Tutti comprendono la funzione di base di un firewall: proteggere la rete da malware e accessi non autorizzati. Ma i dettagli esatti di come funzionano i firewall sono meno conosciuti.
Che cos'è esattamente uno firewall? Come funzionano i diversi tipi di firewall? E, cosa forse più importante, quale tipo di firewall è il migliore?
Firewall 101
In poche parole, un firewall è solo un altro endpoint di rete. Ciò che lo rende speciale è la sua capacità di intercettare e scansionare il traffico in entrata prima che entri nella rete interna, impedendo ad autori malintenzionati di accedervi.
Verificare l'autenticazione di ciascuna connessione, nascondere l'IP di destinazione agli hacker e persino scansionare il contenuto di ciascun pacchetto di dati: i firewall fanno tutto. Un firewall funge da sorta di punto di controllo, controllando attentamente il tipo di comunicazione che viene lasciata entrare.

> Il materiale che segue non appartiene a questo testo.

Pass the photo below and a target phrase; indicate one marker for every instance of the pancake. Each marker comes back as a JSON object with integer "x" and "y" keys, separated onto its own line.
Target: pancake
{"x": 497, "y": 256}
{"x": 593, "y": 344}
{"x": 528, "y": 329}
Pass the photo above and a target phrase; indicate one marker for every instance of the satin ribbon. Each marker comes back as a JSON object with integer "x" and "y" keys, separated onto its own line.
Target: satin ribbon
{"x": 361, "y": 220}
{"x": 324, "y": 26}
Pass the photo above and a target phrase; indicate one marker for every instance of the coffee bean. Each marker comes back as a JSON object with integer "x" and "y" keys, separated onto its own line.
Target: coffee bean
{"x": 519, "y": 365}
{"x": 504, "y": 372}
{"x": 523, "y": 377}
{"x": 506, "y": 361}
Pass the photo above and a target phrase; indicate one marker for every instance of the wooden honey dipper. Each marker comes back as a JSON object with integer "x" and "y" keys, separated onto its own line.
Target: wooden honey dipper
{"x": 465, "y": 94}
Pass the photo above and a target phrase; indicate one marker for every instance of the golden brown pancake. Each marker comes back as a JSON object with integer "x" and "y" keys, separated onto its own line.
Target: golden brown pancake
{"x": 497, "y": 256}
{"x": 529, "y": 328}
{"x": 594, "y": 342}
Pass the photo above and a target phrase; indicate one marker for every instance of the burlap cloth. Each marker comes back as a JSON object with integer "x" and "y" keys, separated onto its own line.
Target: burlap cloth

Firewall con filtro dei pacchetti
I firewall con filtro dei pacchetti sono la tecnologia firewall più semplice e meno dispendiosa in termini di risorse disponibile. Sebbene al giorno d'oggi siano in disuso, rappresentavano l'elemento base della protezione della rete nei vecchi computer.
Un firewall di filtraggio dei pacchetti opera a livello di pacchetto, scansionando ogni pacchetto in entrata dal router di rete. Ma in realtà non esegue la scansione del contenuto dei pacchetti di dati, ma solo delle loro intestazioni. Ciò consente al firewall di verificare metadati come indirizzi di origine e destinazione, numeri porta, ecc.
Come potresti sospettare, questo tipo di firewall non è molto efficace. Tutto ciò che un firewall di filtraggio dei pacchetti può fare è ridurre il traffico di rete non necessario in base all'elenco di controllo degli accessi. Poiché il contenuto del pacchetto non viene controllato, il malware può comunque passare.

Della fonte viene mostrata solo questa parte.